In the aftermath of various terrorist attacks like the Paris attacks of November 2015 and the recent Istanbul airport attack, as well as the San Bernardino attack last December and the mass shooting in Orlando last month, the rhetoric has grown increasingly alarmist about the possibility of more frequent and more harmful “lone-wolf” attacks. Proponents of increasing the reach of NSLs argue that such expansion will aid in identifying potential threats before they can attack. Senator John McCain stated on the floor of the Senate, “right now, there are unfortunately young people in this country that are self-radicalized, and what vehicle is doing the self-radicalization? It’s the internet.”

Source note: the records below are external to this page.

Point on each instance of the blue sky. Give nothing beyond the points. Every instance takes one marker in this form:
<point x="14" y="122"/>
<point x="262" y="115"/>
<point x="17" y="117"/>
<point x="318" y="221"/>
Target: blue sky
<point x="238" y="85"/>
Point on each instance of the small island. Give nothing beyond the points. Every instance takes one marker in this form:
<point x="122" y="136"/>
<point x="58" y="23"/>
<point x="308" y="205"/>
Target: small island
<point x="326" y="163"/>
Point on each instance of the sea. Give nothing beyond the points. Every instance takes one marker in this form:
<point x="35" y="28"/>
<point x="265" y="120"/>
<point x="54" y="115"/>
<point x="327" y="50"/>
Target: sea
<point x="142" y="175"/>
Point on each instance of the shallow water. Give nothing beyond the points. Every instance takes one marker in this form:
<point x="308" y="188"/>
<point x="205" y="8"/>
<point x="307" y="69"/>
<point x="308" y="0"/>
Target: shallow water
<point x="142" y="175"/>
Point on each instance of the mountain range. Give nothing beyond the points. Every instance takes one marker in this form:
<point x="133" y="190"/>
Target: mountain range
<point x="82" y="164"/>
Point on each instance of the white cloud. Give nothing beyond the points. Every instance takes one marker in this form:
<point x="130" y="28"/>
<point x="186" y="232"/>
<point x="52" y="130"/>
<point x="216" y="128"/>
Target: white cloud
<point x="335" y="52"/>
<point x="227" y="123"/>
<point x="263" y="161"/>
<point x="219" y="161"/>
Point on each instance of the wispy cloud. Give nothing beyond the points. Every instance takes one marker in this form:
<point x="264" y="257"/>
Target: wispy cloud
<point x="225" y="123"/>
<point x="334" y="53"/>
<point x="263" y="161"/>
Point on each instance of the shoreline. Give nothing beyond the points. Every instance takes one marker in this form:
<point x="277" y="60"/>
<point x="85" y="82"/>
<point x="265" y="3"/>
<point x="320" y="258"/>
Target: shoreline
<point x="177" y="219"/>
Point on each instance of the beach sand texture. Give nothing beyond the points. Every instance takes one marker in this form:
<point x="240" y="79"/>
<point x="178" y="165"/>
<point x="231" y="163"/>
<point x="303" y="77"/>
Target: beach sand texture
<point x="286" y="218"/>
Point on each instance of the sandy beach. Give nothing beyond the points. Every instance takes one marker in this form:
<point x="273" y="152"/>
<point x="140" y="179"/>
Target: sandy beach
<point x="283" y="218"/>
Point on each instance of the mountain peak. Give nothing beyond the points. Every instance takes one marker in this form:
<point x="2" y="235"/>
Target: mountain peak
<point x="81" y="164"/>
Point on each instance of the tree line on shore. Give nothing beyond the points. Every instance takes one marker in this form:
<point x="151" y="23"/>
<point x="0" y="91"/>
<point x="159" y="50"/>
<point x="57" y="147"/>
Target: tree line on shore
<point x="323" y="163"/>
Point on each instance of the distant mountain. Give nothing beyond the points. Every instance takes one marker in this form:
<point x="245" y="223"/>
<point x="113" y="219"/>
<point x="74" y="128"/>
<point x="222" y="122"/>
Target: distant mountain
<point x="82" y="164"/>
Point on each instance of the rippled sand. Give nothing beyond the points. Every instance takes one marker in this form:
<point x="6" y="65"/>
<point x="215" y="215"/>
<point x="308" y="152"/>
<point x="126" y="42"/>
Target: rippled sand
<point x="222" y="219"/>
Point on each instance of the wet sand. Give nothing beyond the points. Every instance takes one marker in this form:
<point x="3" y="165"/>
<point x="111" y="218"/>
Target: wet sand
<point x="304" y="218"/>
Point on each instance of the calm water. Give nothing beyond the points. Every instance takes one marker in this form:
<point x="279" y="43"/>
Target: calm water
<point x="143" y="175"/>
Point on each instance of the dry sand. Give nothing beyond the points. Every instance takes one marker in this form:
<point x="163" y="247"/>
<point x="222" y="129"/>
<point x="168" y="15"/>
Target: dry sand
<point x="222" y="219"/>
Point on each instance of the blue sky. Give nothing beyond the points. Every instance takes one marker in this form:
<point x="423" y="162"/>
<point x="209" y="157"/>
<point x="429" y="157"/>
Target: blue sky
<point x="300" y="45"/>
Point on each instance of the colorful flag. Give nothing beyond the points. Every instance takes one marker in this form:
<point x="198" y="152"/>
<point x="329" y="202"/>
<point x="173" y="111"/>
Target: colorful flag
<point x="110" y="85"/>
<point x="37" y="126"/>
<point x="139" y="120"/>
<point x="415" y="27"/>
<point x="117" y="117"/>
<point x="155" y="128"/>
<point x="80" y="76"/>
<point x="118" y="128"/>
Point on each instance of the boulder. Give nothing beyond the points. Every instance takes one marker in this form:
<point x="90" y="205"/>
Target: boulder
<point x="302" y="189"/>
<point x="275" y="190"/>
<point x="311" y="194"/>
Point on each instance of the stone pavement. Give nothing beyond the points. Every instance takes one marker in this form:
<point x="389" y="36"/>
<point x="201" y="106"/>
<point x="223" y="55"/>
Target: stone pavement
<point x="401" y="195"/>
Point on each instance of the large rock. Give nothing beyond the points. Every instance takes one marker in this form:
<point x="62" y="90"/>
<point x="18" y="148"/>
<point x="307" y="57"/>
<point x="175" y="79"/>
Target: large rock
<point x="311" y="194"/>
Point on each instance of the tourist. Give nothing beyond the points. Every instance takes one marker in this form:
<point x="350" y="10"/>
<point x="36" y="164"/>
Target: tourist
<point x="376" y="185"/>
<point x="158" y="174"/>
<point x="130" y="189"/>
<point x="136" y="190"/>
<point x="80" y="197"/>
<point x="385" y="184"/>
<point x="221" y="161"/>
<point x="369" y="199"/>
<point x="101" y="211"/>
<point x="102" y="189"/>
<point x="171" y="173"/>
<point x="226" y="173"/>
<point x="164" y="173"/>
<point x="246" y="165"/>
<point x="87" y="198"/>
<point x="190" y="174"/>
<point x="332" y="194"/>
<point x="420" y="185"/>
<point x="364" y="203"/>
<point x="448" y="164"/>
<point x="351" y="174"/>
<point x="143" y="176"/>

This argument is in spite of the fact that the Chairman of the Intelligence Committee, Senator Richard Burr (R-NC) admitted before the Senate vote on the NSL expansion amendment that it “would not have prevented the mass shooting in Orlando, or the attacks in San Bernardino in December of last year.” It also disregards the fact that FBI Director James Comey stated the FBI had conducted a full investigation into the Orlando, Florida shooter, Omar Mateen, under current laws, prior to the attack. He is quoted in this Bloomberg article as saying:

“We had the resources to do a 10-month investigation that based on my review was quite complete involving surveillance, sources, a review of electronic records, international records,” Comey said Monday, adding that agents recorded conversations with the shooter and reviewed ‘transactional records from his communications.’”

This raises the question, exactly how will expanding the use of an information gathering tool that is already arguably unconstitutional, and demonstrably ineffective, help to prevent future attacks? Ultimately, what would this expansion of the FBI’s ability to profile individuals as potential future threats based on data collected without a warrant accomplish?

It may very well present a number of opportunities to identify potential target sites for internet censoring such as is already being called for in the European Union. It also may effectively stifle transparency as NSLs are used to obtain information on journalists, and their sources. Consider this report in the Intercept last week on the FBI’s classified rules, leaked to the Intercept, for the use of NSLs to obtain information on journalists. As this Freedom Of The Press Foundation article states:

“First, the rules clearly indicate—in two separate places—that NSLs can specifically be used to conduct surveillance on reporters and sources in leak investigations. This is quite disturbing, since the Justice Department spent two years trying to convince the public that it updated its ‘Media Guidelines’ [found here] to create a very high and restrictive bar for when and how they could spy on journalists using regular subpoenas and court orders. These leaked rules prove that the FBI and DOJ can completely circumvent the Media Guidelines and just use an NSL in total secrecy.”

This will likely have the effect of intimidating and discouraging potential sources and whistleblowers for fear that NSLs demanding email and phone records will expose them, subjecting them to the Obama administration’s aggressive targeting of whistleblowers. If law enforcement can obtain such detailed information on an individual without any judicial oversight, people will be much less likely to risk speaking out on crimes committed by the government. This suggests that, rather than protecting the people from acts of terrorism, the use of national security letters ultimately serves to protect the Federal government from scrutiny.